Но сверхсильный Зец наслаждался его бессилием.

— Да, да. Разумеется. Только здесь возникает вопрос, не прибегаете ли вы и далее, сам перед собой, к своего рода оправданию. Я не очень в курсе, но, насколько мне известно, ваша болезнь из тех, которые творческому человеку могут и поспособствовать. Я уверен, никто не сходит с ума от того, что не познал истину, а от того, что познал ее. Ну, а если уж случится то, что случилось с вами, то это может стать преимуществом, я имею в виду сумасшествие, которое следует использовать.

— Господин Зец!

Я почти кричала.

Он улыбнулся мне, вдруг смягчившийся.

— Дикарь остается дикарем. — Он смеялся. — Прошу меня простить, господин Шуманович. И вы простите, милостивая госпожа.

Он издевался, немилосердный, а побелевший Шуманович, сокрушенный, смотрел сквозь него и сквозь меня, и сквозь стены, поверх множества голов.

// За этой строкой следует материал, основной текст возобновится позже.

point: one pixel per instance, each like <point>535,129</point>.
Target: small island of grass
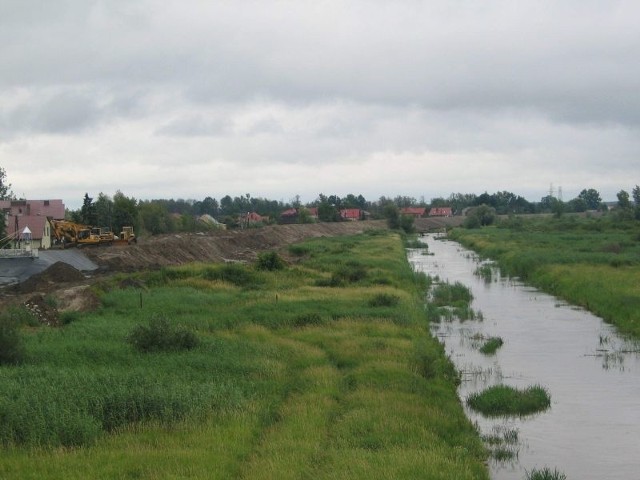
<point>505,400</point>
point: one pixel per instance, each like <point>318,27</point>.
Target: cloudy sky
<point>188,99</point>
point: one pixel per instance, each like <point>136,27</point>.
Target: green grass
<point>503,400</point>
<point>545,474</point>
<point>590,262</point>
<point>288,379</point>
<point>491,345</point>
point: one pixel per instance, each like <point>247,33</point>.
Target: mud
<point>221,246</point>
<point>68,288</point>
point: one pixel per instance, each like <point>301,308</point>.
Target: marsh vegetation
<point>323,368</point>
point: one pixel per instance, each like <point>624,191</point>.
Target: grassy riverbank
<point>590,262</point>
<point>325,370</point>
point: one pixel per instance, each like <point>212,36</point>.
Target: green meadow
<point>323,368</point>
<point>590,262</point>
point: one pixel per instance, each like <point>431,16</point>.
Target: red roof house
<point>441,212</point>
<point>351,214</point>
<point>416,212</point>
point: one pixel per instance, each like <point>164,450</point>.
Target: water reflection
<point>592,429</point>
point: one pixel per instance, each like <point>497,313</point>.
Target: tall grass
<point>288,380</point>
<point>502,400</point>
<point>591,262</point>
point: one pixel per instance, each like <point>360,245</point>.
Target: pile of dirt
<point>57,273</point>
<point>45,313</point>
<point>219,246</point>
<point>80,298</point>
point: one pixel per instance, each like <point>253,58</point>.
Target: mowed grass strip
<point>291,377</point>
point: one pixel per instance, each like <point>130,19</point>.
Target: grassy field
<point>322,370</point>
<point>591,262</point>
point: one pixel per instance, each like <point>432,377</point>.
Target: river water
<point>592,430</point>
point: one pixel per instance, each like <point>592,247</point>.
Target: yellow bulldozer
<point>70,234</point>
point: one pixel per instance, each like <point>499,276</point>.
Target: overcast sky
<point>188,99</point>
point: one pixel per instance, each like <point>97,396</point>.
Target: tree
<point>577,205</point>
<point>154,217</point>
<point>480,216</point>
<point>392,214</point>
<point>591,197</point>
<point>5,188</point>
<point>104,210</point>
<point>3,228</point>
<point>636,195</point>
<point>636,199</point>
<point>623,199</point>
<point>88,214</point>
<point>125,212</point>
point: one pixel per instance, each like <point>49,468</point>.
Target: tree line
<point>180,215</point>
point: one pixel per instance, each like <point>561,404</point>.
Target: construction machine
<point>127,236</point>
<point>69,234</point>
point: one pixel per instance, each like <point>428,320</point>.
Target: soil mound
<point>221,246</point>
<point>45,313</point>
<point>57,273</point>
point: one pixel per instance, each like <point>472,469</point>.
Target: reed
<point>503,400</point>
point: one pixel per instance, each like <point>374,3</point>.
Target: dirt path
<point>231,245</point>
<point>70,290</point>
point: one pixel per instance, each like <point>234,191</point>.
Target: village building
<point>441,212</point>
<point>27,221</point>
<point>416,212</point>
<point>351,214</point>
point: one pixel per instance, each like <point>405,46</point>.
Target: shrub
<point>160,335</point>
<point>452,295</point>
<point>270,261</point>
<point>12,350</point>
<point>235,274</point>
<point>299,250</point>
<point>307,319</point>
<point>384,300</point>
<point>491,345</point>
<point>545,474</point>
<point>504,400</point>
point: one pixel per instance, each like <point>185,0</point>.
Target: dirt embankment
<point>70,289</point>
<point>220,246</point>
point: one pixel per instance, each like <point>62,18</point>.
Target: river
<point>592,430</point>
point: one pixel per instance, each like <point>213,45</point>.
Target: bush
<point>502,400</point>
<point>384,300</point>
<point>545,474</point>
<point>270,261</point>
<point>12,350</point>
<point>160,335</point>
<point>235,274</point>
<point>490,346</point>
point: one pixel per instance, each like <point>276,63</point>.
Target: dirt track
<point>71,290</point>
<point>231,245</point>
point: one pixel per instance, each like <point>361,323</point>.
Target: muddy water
<point>592,430</point>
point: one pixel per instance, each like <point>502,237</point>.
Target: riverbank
<point>590,262</point>
<point>323,369</point>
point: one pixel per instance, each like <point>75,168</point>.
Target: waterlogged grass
<point>504,400</point>
<point>450,301</point>
<point>287,379</point>
<point>545,474</point>
<point>491,345</point>
<point>590,262</point>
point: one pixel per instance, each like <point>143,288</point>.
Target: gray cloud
<point>534,91</point>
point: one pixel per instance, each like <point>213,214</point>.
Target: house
<point>351,214</point>
<point>208,220</point>
<point>441,212</point>
<point>290,215</point>
<point>252,218</point>
<point>415,212</point>
<point>32,216</point>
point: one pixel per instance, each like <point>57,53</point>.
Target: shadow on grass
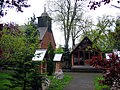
<point>59,84</point>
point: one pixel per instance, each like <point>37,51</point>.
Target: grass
<point>99,86</point>
<point>59,84</point>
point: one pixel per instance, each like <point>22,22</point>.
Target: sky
<point>37,7</point>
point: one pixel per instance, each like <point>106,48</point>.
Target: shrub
<point>111,70</point>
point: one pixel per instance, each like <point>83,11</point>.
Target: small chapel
<point>45,31</point>
<point>46,37</point>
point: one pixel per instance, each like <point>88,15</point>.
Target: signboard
<point>57,57</point>
<point>119,54</point>
<point>39,55</point>
<point>108,55</point>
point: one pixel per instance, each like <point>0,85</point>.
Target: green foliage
<point>3,80</point>
<point>50,63</point>
<point>59,84</point>
<point>59,50</point>
<point>18,51</point>
<point>101,36</point>
<point>99,86</point>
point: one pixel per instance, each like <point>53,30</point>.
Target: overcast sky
<point>37,7</point>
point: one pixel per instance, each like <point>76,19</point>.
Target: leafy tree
<point>8,4</point>
<point>101,35</point>
<point>111,70</point>
<point>94,4</point>
<point>59,50</point>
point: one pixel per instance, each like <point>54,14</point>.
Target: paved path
<point>82,81</point>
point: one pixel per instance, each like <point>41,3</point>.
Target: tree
<point>117,34</point>
<point>101,35</point>
<point>95,4</point>
<point>8,4</point>
<point>66,12</point>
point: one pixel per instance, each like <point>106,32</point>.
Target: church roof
<point>84,44</point>
<point>42,31</point>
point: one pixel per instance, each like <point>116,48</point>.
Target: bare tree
<point>94,4</point>
<point>66,13</point>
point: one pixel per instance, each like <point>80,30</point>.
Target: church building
<point>45,31</point>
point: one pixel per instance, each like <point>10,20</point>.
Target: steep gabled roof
<point>42,31</point>
<point>83,44</point>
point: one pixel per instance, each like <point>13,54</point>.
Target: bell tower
<point>45,21</point>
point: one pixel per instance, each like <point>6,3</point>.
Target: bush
<point>59,84</point>
<point>111,70</point>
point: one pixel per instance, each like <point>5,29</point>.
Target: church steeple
<point>44,20</point>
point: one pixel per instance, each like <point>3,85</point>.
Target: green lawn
<point>99,86</point>
<point>59,84</point>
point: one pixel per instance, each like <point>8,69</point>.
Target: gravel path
<point>82,81</point>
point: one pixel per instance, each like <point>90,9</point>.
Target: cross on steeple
<point>45,8</point>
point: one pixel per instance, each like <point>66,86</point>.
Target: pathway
<point>82,81</point>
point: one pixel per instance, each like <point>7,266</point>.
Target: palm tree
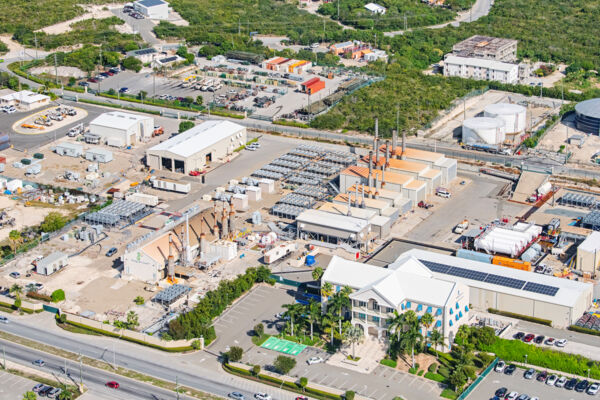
<point>293,310</point>
<point>317,273</point>
<point>314,313</point>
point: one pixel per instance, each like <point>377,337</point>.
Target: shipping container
<point>511,263</point>
<point>474,256</point>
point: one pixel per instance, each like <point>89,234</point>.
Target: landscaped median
<point>286,382</point>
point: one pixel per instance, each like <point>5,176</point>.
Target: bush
<point>58,295</point>
<point>284,364</point>
<point>389,363</point>
<point>235,354</point>
<point>520,316</point>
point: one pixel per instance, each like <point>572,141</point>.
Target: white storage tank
<point>483,130</point>
<point>513,115</point>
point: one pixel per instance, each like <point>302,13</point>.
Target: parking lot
<point>495,380</point>
<point>13,386</point>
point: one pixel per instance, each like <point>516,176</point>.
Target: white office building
<point>481,69</point>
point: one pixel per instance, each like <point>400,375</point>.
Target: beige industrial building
<point>195,148</point>
<point>559,300</point>
<point>588,254</point>
<point>405,285</point>
<point>120,129</point>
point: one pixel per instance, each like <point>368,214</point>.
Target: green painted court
<point>283,346</point>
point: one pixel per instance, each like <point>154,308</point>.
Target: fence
<point>472,387</point>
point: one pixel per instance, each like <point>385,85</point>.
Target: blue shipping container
<point>474,256</point>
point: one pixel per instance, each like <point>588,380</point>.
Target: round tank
<point>483,130</point>
<point>513,115</point>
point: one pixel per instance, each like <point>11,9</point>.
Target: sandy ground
<point>557,137</point>
<point>24,216</point>
<point>62,71</point>
<point>93,11</point>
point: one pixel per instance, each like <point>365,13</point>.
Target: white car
<point>500,366</point>
<point>314,360</point>
<point>561,382</point>
<point>561,343</point>
<point>593,389</point>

— Вы правы, — произнес он сломленно. — Но у меня больше нет сил. В этом все дело, знаете ли.

— Он неправ, — сказала я.

Сава меня не слышал. Он больше ничего не слышал. Он отдалялся, хотя к нему подходили люди, хотя он им даже и отвечал, пожимал руки. Он их не видел. Он больше никого не видел.

Павле Зец по-прежнему улыбался. Теперь мне. Господин ассистент господина профессора Павловича.

— Я не знала, что вы еще и убийца, — произнесла я. Неслышно.

Он отлично слышал.

— Я сказал правду. А разве Правда, с большой буквы — не одна из главных ценностей вашего мира?

Он наслаждался. А я больше нигде не видела Саву. Во всей этой неразберихе я не могла разглядеть его фигуру. Узнаваемую. Нигде. Он потерялся. Я его потеряла.

— Похоже, что моя правда — не ваша правда. И не называйте меня «милостивая госпожа», это кривляние отвратительно.

Он подошел совсем близко.

— Вы будете меня из-за этого презирать, но я все-таки произнесу крайне банальную фразу, потому что это правда: вы восхитительны, когда злитесь. Неотразимы, милостивая госпожа.